Viars has a recommendation for Green Hills’ independent retailers: Save money.
During the recession, he dipped into a hard-earned rainy day fund, extracted himself from his lease at Grace’s Plaza on Hillsboro Pike and purchased an office condo space in Bedford Commons, a high-profile mixed-use development on Bedford Avenue.
“There’s so little square footage here, there’s always going to be a demand for it and the prices are only going to rise,” said Viars, adding that owning commercial property — and building equity — helped to stabilize The Oxford Shop after the recession. “Rental rates didn’t even change that much in Green Hills during the recession.”
Peggy Sells, senior vice president at Nashville commercial firm Cassidy Turley, expects multiple future projects for Green Hills.
“Green Hills is always evolving,” said Sells, who noted Green Hills leasing rates doubled during the past 10 years and will continue to rise. “We’ll continue to see redevelopment because there’s always a constant demand to get into the market. New developments will [create building density] because Green Hills is landlocked [by residential]. I think we’ll see more mixed-use projects like the Hill Center or Bedford Commons, especially along Hillsboro.

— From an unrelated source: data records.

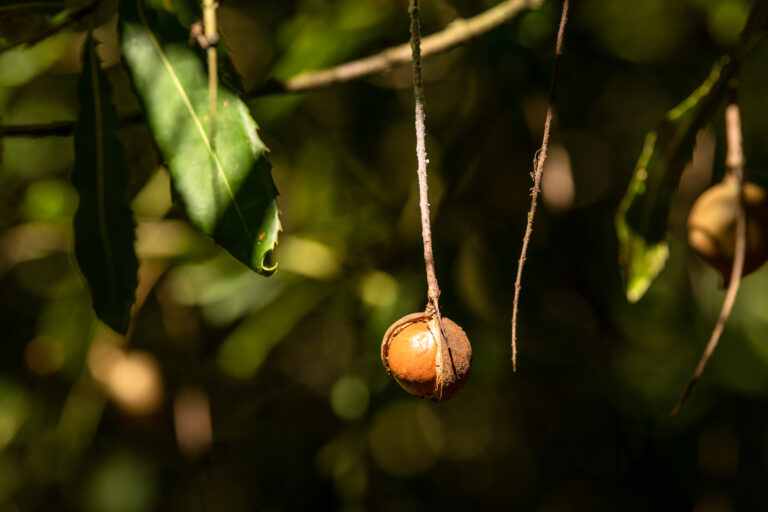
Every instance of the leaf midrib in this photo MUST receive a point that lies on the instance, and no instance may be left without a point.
(193, 114)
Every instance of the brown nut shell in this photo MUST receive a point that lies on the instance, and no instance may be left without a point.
(422, 360)
(712, 226)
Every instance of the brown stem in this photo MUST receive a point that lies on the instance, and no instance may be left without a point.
(457, 32)
(421, 155)
(734, 162)
(56, 128)
(538, 161)
(209, 30)
(73, 18)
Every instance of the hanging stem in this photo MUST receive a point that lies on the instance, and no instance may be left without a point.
(211, 36)
(734, 162)
(538, 164)
(421, 155)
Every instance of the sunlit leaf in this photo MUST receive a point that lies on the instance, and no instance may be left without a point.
(641, 221)
(225, 185)
(103, 221)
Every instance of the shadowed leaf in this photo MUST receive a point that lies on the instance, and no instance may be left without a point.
(103, 223)
(225, 185)
(641, 221)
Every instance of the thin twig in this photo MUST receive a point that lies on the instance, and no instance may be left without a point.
(55, 128)
(211, 35)
(32, 5)
(73, 18)
(539, 158)
(734, 162)
(421, 154)
(457, 32)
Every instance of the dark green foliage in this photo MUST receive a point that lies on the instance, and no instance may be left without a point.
(224, 185)
(103, 222)
(641, 223)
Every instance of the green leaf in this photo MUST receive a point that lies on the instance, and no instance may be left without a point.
(224, 185)
(103, 221)
(641, 220)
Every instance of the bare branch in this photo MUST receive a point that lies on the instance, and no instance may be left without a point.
(55, 128)
(734, 162)
(541, 156)
(457, 32)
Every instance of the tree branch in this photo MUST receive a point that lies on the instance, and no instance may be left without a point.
(457, 32)
(55, 128)
(538, 161)
(734, 162)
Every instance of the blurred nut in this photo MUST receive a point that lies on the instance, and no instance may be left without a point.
(712, 226)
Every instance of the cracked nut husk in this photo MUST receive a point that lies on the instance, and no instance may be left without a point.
(422, 360)
(712, 226)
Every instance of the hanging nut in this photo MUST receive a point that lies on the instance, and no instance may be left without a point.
(424, 359)
(712, 226)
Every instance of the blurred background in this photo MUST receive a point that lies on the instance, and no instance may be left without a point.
(237, 392)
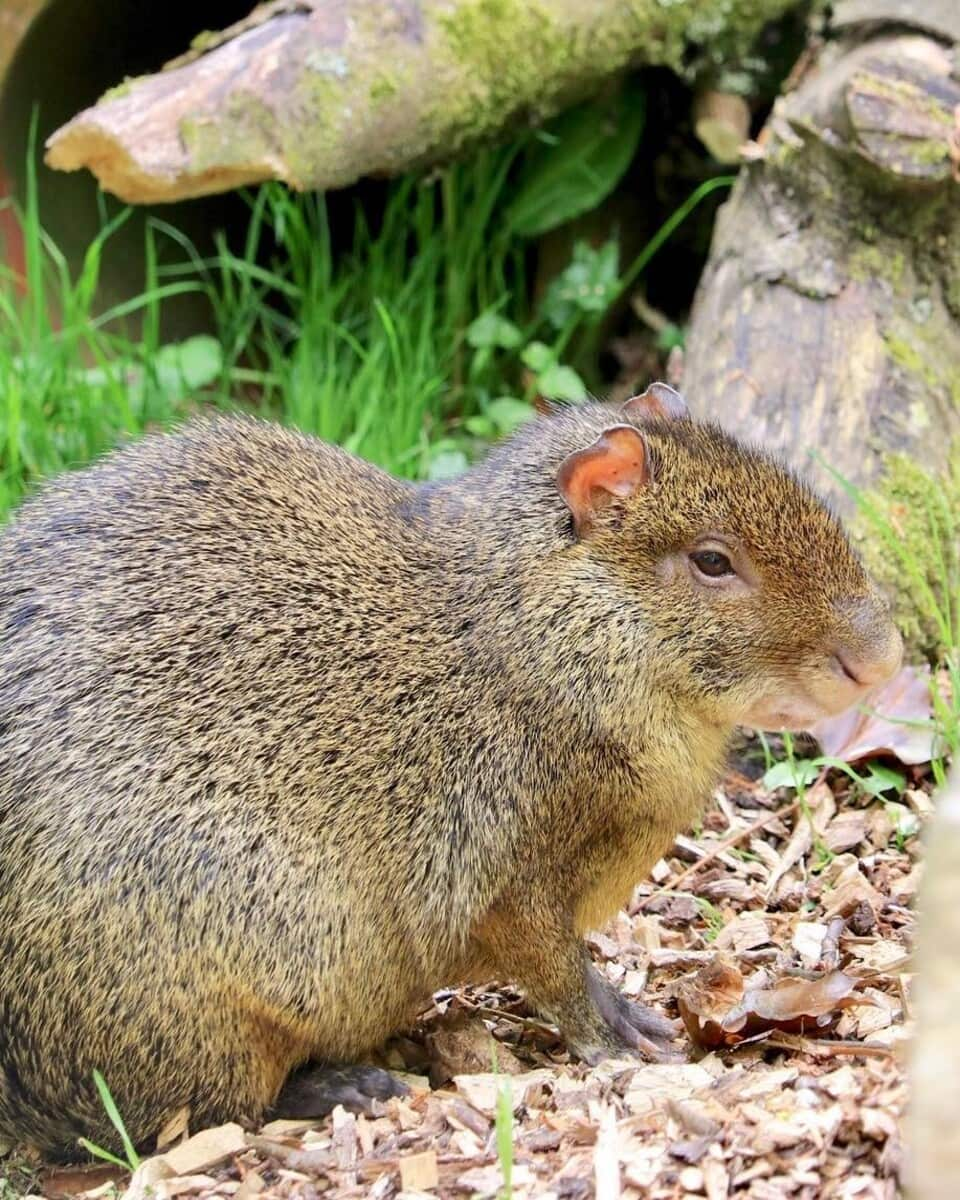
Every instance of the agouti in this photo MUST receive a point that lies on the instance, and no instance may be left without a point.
(286, 743)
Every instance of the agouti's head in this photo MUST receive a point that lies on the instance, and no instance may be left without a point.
(751, 600)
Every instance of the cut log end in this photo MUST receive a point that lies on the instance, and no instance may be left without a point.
(82, 145)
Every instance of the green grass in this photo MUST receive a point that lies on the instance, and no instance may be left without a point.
(923, 563)
(365, 348)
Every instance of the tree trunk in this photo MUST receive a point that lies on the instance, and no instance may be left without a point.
(828, 316)
(319, 93)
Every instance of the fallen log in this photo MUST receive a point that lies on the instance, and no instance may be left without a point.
(828, 315)
(933, 1145)
(318, 93)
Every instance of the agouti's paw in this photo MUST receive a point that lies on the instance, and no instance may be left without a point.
(316, 1091)
(634, 1026)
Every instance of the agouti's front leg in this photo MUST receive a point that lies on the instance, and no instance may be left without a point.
(544, 955)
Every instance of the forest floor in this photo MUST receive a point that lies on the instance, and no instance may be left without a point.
(814, 889)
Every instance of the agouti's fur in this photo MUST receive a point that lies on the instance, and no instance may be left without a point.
(286, 744)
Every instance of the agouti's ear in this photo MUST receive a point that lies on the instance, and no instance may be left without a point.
(659, 400)
(613, 467)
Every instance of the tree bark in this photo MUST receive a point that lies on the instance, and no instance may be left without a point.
(318, 93)
(828, 315)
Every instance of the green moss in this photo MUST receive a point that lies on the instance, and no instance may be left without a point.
(909, 532)
(121, 89)
(383, 88)
(907, 357)
(241, 135)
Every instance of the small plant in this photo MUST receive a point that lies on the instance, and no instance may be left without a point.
(714, 918)
(132, 1158)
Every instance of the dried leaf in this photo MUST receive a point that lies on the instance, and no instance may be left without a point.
(419, 1173)
(718, 1009)
(205, 1150)
(606, 1159)
(880, 727)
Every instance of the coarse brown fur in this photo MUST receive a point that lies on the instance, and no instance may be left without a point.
(286, 743)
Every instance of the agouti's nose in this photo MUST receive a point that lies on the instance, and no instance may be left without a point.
(873, 651)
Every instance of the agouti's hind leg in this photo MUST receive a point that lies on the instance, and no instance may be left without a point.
(533, 946)
(647, 1030)
(317, 1090)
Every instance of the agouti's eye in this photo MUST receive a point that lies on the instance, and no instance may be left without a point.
(712, 563)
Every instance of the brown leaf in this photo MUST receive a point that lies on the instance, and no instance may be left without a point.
(877, 727)
(718, 1009)
(70, 1181)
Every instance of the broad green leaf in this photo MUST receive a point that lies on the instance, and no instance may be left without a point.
(561, 383)
(579, 162)
(480, 427)
(538, 357)
(589, 285)
(791, 774)
(880, 779)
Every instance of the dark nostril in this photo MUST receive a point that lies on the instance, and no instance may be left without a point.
(847, 666)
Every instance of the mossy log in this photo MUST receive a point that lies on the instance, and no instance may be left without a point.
(933, 1144)
(828, 316)
(318, 93)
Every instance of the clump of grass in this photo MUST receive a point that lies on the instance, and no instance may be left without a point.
(131, 1161)
(367, 347)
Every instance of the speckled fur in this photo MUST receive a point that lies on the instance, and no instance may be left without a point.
(286, 744)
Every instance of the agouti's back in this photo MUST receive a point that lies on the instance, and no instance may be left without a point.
(286, 743)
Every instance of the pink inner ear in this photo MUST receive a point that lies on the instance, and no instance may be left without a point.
(660, 401)
(613, 467)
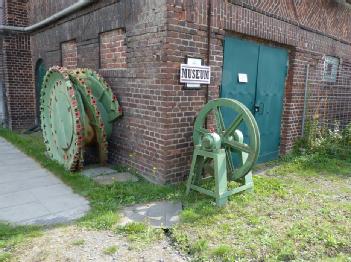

Sells sees the commercial boundaries of the district spreading to a few residential streets such as the rental-heavy Warfield and Kimbark drives.
Sean McGuire, the District 30 Metro councilman, agrees.
“Green Hills is growing so rapidly, [and] the infrastructure hasn’t been able to keep up,” McGuire said. “If you drive around the area, you’ll find some outdated models of retail. What the area needs is more developments like the Hill Center — where you can park, walk and not be so reliant on cars.”
But if such high-end development becomes the trend, would small retailers be priced out of the market?
Maguire thinks some would survive. He said the Hill Center is a mixture of national specialty stores, franchises and locally owned businesses such as E.J. Sain Jewelry, The Cosmetic Market and Posh Boutique.
In contrast, Montgomery, of Nashville Music Company, isn’t convinced.
“It’s not always easy for me to keep going in the current Green Hills environment,” Montgomery said. “Fewer people come into smaller stores these days, and it’s not just because of competition from the big stores. The biggest competition is what you hold in the palm of your hand — the smartphone.
“I do think there’s the making of a counter-revolution where large numbers of people return to traditional businesses,” Montgomery added. “But we aren’t there yet.”
Montgomery said he’s able to keep a bricks-and-mortar store in large part due to steady revenue from instrument rental contracts with local schools.
“I try to turn rentals into sales,” he said. “You do whatever you can to survive, and the best part is that you do end up finding people who care about what you do.”